Voilà donc le succès qu'aura votre ambassade :
Oreste ravisseur!

ORESTE.

Et qu'importe, Pylade?
Quand nos États vengés jouiront de mes soins,
L'ingrate de mes pleurs jouira-t-elle moins?
Et que me servira que la Grèce m'admire,
Tandis que je serai la fable de l'Épire?

Que veux-tu? Mais, s'il faut ne te rien déguiser,
Mon innocence enfin commence à me peser.
Je ne sais de tout temps quelle injuste puissance
Laisse le crime en paix, et poursuit l'innocence.
De quelque part sur moi que je tourne les yeux,
Je ne vois que malheurs qui condamnent les dieux.
Méritons leur courroux, justifions leur haine,
Et que le fruit du crime en précède la peine.
Mais toi, par quelle erreur veux-tu toujours sur toi
Détourner un courroux qui ne cherche que moi?
Assez et trop longtemps mon amitié t'accable :
Evite un malheureux, abandonne un coupable.
Cher Pylade, crois-moi, ta pitié te séduit.
Laisse-moi des périls dont j'attends tout le fruit.
Porte aux Grecs cet enfant que Pyrrhus m'abandonne.
Va-t'en.

PYLADE.

Allons, seigneur, enlevons Hermione.

Au travers des périls un grand cœur se fait jour.
Que ne peut l'amitié conduite par l'amour!
Allons de tous vos Grecs encourager le zèle :

Nos vaisseaux sont tout prêts, et le vent nous appelle.
Je sais de ce palais tous les détours obscurs;
Vous voyez que la mer en vient battre les murs;
Et cette nuit, sans peine, une secrète voie
Jusqu'en votre vaisseau conduira votre proie.

ORESTE.

J'abuse, cher ami, de ton trop d'amitié;
Mais pardonne à des maux dont toi seul as pitié;
Excuse un malheureux qui perd tout ce qu'il aime,
Que tout le monde hait, et qui se hait lui-même.
Que ne puis-je à mon tour dans un sort plus heureux........

PYLADE.

Dissimulez, seigneur; c'est tout ce que je veux.
Gardez qu'avant le coup votre dessein n'éclate :
Oubliez jusque-là qu'Hermione est ingrate;
Oubliez votre amour.

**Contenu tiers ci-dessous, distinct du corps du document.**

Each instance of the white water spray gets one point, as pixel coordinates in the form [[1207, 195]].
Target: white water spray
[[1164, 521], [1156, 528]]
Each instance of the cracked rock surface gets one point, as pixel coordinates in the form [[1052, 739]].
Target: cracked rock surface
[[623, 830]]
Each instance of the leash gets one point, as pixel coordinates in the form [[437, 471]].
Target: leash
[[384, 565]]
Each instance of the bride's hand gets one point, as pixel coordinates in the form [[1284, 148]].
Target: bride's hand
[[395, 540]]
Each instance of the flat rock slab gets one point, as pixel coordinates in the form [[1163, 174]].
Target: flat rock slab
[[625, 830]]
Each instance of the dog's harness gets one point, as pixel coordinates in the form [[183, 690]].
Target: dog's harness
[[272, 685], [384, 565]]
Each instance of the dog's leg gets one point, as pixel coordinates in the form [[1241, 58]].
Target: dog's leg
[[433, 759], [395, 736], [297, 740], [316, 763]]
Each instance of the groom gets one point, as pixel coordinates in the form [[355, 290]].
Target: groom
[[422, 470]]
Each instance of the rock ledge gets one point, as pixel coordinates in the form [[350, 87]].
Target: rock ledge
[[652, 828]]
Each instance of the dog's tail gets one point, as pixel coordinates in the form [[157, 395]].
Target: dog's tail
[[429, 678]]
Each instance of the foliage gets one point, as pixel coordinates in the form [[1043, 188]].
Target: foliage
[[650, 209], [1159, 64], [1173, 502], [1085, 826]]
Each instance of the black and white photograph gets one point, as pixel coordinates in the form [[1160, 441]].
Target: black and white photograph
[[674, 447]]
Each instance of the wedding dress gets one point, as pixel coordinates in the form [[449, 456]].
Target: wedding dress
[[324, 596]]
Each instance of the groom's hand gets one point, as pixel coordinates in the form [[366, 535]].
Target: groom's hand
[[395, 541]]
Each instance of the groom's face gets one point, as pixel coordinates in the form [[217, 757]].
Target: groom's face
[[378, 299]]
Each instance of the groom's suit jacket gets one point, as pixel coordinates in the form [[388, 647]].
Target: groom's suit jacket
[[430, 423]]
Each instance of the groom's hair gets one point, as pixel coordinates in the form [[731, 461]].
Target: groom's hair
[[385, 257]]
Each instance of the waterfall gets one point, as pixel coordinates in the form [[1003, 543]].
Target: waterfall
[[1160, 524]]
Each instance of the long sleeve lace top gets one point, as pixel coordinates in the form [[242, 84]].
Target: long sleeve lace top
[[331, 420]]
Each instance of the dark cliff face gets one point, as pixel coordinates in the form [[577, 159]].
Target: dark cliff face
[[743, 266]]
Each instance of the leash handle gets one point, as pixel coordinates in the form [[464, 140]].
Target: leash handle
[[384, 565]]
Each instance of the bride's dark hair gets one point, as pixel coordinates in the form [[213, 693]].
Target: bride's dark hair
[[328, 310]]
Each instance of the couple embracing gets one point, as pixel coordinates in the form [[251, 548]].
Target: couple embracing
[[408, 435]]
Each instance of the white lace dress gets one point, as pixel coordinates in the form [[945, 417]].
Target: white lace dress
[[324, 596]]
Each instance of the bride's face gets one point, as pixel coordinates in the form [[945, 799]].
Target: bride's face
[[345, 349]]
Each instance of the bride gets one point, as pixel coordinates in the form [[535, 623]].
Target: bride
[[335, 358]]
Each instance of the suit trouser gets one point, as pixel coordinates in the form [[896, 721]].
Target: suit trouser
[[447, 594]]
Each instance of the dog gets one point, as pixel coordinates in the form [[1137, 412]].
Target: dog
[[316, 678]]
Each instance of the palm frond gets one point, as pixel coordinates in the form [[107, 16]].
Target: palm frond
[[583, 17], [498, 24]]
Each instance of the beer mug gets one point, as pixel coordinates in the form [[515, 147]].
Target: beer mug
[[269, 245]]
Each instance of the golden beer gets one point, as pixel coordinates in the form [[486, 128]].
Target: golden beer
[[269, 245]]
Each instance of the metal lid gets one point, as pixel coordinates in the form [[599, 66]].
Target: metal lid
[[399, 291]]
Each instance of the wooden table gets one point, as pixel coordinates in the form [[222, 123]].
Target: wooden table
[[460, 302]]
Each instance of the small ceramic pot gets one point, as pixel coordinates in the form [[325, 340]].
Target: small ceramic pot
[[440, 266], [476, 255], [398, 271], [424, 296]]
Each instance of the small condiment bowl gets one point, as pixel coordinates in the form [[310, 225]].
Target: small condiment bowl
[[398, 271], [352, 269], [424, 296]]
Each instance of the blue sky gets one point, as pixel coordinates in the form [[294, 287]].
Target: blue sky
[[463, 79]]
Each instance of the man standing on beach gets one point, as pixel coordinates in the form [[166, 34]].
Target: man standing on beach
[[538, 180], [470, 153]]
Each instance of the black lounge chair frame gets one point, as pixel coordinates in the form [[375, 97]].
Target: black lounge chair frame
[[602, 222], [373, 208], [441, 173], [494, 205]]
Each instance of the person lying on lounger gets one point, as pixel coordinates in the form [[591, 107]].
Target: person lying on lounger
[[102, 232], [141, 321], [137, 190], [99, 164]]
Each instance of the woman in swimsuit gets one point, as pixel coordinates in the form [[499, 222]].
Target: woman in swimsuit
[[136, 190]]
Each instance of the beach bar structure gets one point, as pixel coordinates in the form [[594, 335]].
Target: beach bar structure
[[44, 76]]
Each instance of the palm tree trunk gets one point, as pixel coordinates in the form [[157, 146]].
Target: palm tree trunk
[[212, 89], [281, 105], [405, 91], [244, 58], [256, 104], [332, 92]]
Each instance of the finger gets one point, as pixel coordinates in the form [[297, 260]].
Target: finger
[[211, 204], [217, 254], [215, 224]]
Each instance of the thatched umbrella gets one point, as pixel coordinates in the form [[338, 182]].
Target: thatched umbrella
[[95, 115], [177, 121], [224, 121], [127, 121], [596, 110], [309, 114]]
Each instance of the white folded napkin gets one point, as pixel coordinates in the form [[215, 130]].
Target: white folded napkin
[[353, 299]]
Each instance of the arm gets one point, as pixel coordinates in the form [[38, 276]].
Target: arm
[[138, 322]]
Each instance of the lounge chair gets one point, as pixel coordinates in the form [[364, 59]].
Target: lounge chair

Elle vient, je la voi.

ORESTE.

Va-t'en. Réponds-moi d'elle, et je réponds de moi.

SCENE II.

HERMIONE, ORESTE, CLÉONE.

ORESTE.

Hé bien! mes soins vous ont rendu votre conquête :
J'ai vu Pyrrhus, madame, et votre hymen s'apprête.

HERMIONE.

On le dit; et de plus on vient de m'assurer

Que vous ne me cherchiez que pour m'y préparer.

ORESTE.

Et votre âme à ses vœux ne sera point rebelle?

HERMIONE.

Qui l'eût cru que Pyrrhus ne fût pas infidèle?
Que sa flamme attendroit si tard pour éclater?
Qu'il reviendroit à moi quand je l'allois quitter?
Je veux croire avec vous qu'il redoute la Grèce ;
Qu'il suit son intérêt plutôt que sa tendresse ;
Que mes yeux sur votre âme étoient plus absolus.

ORESTE.

Non, madame : il vous aime, et je n'en doute plus. Vos yeux ne font-ils pas tout ce qu'ils veulent faire ? Et vous ne vouliez pas, sans doute, lui déplaire.

HERMIONE.

Mais que puis-je, seigneur? On a promis ma foi:
Lui ravirai-je un bien qu'il ne tient pas de moi?
L'amour ne règle pas le sort d'une princesse :
La gloire d'obéir est tout ce qu'on nous laisse.
Cependant je partois; et vous avez pu voir
Combien je relâchois pour vous de mon devoir.

ORESTE.

Ah! que vous saviez bien, cruelle.... Mais, madame,
Chacun peut à son choix disposer de son âme.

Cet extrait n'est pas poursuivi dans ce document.